Quando è indicata la protesi di ginocchio?

La protesi di ginocchio viene impiantata generalmente in pazienti che presentano un’importante artrosi di ginocchio. L’artrosi di ginocchio determina una riduzione della qualità di vita, nel senso che i nostri pazienti hanno delle serie difficoltà nel deambulare, nel piegare ed stendere le ginocchia, lamentano instabilità e quindi cedimenti articolari, hanno ginocchia con versamenti e scrosci articolari. Questo determina quindi una riduzione di qualità di vita, di capacità deambulatoria e quindi autonomia, che determina tutta una serie di conseguenze che possono essere estremamente importanti non solo dal punto di vista ortopedico ma anche dal punto di vista medico-internistico.

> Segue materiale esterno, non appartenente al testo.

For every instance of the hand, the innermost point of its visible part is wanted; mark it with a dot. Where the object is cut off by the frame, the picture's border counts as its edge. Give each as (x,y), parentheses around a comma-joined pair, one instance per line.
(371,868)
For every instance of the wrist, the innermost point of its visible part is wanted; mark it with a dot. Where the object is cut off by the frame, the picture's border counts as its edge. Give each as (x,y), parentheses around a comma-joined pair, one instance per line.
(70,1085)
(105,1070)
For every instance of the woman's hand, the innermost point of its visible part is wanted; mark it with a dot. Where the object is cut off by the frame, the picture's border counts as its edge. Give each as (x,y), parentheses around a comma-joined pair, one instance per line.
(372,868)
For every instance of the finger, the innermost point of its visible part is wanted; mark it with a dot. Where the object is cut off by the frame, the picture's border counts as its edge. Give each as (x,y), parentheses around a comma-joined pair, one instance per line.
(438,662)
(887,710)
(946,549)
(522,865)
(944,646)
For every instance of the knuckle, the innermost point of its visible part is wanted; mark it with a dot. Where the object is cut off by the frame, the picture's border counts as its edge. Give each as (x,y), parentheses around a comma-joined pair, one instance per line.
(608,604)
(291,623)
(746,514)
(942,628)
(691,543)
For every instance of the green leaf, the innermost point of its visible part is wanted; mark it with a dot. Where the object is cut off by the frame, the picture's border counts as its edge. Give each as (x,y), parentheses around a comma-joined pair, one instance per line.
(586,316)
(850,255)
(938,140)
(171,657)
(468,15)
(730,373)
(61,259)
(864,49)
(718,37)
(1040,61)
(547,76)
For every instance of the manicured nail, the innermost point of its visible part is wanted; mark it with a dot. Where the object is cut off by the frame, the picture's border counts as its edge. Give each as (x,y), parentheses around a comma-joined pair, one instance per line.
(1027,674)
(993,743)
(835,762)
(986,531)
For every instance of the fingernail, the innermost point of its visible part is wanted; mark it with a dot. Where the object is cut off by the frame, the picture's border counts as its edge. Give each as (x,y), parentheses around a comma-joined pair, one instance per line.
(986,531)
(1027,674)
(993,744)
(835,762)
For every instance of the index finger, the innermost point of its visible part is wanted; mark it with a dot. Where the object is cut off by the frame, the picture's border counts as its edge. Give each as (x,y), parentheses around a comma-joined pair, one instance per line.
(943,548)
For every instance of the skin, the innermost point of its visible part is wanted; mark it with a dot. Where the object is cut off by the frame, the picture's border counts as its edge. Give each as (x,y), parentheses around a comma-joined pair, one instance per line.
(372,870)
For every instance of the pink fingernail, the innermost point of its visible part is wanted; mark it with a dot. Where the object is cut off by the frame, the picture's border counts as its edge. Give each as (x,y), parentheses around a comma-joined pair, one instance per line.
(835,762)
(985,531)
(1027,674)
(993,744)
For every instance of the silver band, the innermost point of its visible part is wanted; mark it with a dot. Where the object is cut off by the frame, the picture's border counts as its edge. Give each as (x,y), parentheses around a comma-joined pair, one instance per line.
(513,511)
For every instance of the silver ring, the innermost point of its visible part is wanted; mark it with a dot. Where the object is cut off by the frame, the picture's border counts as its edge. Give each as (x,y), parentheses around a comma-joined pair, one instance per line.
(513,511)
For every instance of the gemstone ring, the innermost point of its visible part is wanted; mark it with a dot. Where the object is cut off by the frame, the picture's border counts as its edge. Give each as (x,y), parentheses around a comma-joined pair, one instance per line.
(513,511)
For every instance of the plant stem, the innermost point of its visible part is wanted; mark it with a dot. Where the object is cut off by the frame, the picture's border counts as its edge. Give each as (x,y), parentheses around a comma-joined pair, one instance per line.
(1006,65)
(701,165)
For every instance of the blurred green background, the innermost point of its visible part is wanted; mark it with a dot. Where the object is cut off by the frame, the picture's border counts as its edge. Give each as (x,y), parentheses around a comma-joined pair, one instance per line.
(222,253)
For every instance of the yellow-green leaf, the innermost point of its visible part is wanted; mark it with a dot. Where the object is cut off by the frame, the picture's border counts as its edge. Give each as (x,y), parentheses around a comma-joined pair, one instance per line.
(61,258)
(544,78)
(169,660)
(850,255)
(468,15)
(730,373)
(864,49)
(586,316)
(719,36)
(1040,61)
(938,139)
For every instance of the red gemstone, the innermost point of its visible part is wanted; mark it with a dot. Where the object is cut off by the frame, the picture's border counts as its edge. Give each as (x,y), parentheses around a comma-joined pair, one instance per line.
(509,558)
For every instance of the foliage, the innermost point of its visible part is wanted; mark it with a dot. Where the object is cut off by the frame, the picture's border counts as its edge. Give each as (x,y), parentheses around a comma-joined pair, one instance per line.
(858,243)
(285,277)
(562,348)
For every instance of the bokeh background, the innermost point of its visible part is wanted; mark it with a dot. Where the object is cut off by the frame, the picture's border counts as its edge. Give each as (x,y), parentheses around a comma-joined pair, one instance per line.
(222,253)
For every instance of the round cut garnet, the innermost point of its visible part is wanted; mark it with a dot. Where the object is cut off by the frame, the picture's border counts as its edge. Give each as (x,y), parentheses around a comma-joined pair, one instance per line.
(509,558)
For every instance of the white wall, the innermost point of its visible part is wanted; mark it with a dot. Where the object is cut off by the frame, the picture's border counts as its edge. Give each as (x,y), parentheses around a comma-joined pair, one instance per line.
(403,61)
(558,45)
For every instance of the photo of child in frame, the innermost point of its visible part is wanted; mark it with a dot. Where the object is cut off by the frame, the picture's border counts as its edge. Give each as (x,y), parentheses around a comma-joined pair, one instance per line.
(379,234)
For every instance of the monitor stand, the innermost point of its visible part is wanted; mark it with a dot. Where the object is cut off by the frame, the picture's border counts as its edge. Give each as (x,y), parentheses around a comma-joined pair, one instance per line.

In cosa consiste l’intervento?

L’impianto di una protesi di ginocchio consiste in un intervento chirurgico che si esegue in genere in anestesia spinale e periferica della durata di circa un’ora. Un tempo queste procedure erano estremamente aggressive, ma oggi vengono utilizzate metodiche mini-aggressive e mini-invasive che non richiedono più l’utilizzo di sacche o depositi di sangue e consentono di iniziare la fisioterapia e la deambulazione a partire dal giorno successivo. Nel nostro gruppo, nel gruppo che io ho il piacere di dirigere, utilizziamo una metodica che abbiamo messo a punto proprio nella nostra sede che si chiama EMAS, che è l’acronimo di ExtraMedullary Alignment System, cioè sistema di allineamento extramidollare. Questa procedura ci permette di impiantare la protesi di ginocchio bilanciandola ed allineandola senza invadere il canale midollare femorale. In questo modo i rischi che generalmente si associano alla protesi di ginocchio (sanguinamento e il rischio di embolia) sono stati radicalmente ridotti, direi quasi azzerati. È importante associare ad una protesi di ginocchio, sia parziale o che totale, una tecnica chirurgica che sia mini-aggressiva, perché oggi i nostri pazienti non ci chiedono più solo di potere camminare, ci chiedono di camminare presto e di avere una qualità di vita migliore. La mini-aggressività e mini-invasività si traduce anche in un minor dolore postoperatorio, che è ridotto anche dai nostri, specialmente nella fase più delicata, cioè il postoperatorio.

Quali rischi si corrono?

La protesi di ginocchio, come tutti gli interventi chirurgici, anche i più banali, può essere associata a rischi. I possibili rischi, grazie al cielo oggi sempre meno presenti, sono:

  • Embolie polmonari
  • Trombosi o flebiti nel postoperatorio
  • Infezioni

Con un’adeguata tecnica operatoria e con un adeguato anche comportamento perioperatorio, questi rischi sono stati radicalmente diminuiti e i nostri pazienti possono quindi stare tranquilli.